Sonrada orada burada eğitimini tamamlamış insanların iş bulamadıklarını ve çalışamadıklarını iddia etmelerini duyar sinir olursun..Anlayamazsın...17 yaşında sen yapabilmişsindir çünkü....
 
Son düzenleme:

Bunca şeyin farkındalığı varken, elinden geleni yap ama olmuyorsa, oluruna bırak sorunu. Ne bileyim, en azından bunları konuşup içini dök. Ben ketumdum hiç kimse bilmezdi sorunlarımı. Yıllarca paylaşmadım, suçluluk duyar gibi, benim suçummuş gibi...

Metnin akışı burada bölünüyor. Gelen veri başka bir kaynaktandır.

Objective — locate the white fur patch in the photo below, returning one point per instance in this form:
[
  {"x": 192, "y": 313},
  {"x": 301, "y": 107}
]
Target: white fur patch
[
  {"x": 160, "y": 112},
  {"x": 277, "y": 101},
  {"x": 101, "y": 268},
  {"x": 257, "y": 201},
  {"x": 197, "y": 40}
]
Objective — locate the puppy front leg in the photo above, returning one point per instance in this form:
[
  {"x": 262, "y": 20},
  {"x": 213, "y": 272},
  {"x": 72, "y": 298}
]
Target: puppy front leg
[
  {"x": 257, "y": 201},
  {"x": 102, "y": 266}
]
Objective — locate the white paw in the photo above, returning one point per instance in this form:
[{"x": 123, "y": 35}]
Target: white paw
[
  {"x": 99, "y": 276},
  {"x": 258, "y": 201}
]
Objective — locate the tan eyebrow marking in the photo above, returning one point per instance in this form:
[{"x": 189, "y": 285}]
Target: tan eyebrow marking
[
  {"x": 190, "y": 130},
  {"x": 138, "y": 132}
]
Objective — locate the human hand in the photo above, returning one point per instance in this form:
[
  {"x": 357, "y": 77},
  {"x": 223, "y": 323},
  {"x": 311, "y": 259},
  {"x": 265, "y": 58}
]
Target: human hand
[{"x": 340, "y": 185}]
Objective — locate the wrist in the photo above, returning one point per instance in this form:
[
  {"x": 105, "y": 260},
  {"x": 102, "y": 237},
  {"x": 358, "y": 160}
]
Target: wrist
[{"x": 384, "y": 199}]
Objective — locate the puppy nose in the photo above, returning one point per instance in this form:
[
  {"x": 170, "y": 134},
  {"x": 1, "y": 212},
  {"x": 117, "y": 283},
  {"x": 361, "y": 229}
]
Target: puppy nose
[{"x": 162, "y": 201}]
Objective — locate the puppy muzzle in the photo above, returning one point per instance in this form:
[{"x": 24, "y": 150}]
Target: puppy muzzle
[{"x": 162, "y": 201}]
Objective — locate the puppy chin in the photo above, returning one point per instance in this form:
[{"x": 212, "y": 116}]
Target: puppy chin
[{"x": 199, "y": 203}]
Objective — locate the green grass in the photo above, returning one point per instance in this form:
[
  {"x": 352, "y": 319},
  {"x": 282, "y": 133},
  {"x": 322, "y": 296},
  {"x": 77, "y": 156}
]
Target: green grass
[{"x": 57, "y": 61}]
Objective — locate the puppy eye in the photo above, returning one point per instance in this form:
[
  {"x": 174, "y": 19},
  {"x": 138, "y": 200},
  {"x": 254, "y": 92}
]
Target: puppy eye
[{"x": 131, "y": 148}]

(Bir de suçluluk duygusu bıraktı bu sorunlar bana... hala ara ara hissederim.)
 

çok doğru söylemiş aynen öyle ve bizim seçimimiz değil işte seçmece geliyoruz dünyaya kısmetin neyse onu yaşıyorsun iyi veya kötü..ve tabi en çokta anne ve çocuklar nasibini alıyor bundan.ama bir şekilde devam ediyorsun hayata işte bende özellikle kardeşlerime ve anneme karşı çok korumacıyımdır asla laf ettirmem elim maşalıdır o konuda iyi bilinir bir ben varım zaten ailemde sesi çıkan ablam ve annem sessizdir erkek kardeşimde beni bir abla değilde daha çok arkadaş olarak görür bana anlatır özelini,sıkıntısını,ablam desen bana abla gibi değil daha çok ben abla olmuşumdur ona aramızda ki yaş farkıda çok yok zaten.. onlar için dimdik ayaktayım asla ne kendimi ne onları ezdirmem varlıkları bana en güzel armağan..:))
 

Hepinizin hikayesini okudum, duygulandım, hamileyim çocuğumu bu dünyadaki kötülüklere karşı koruyamazsam diye çok korkuyorum. Bin kere düşünüp te öyle çocuk yapmaya karar verdim. Eskiler nasıl bu kadar rahat çocuk yapabilmiş anlamış değilim.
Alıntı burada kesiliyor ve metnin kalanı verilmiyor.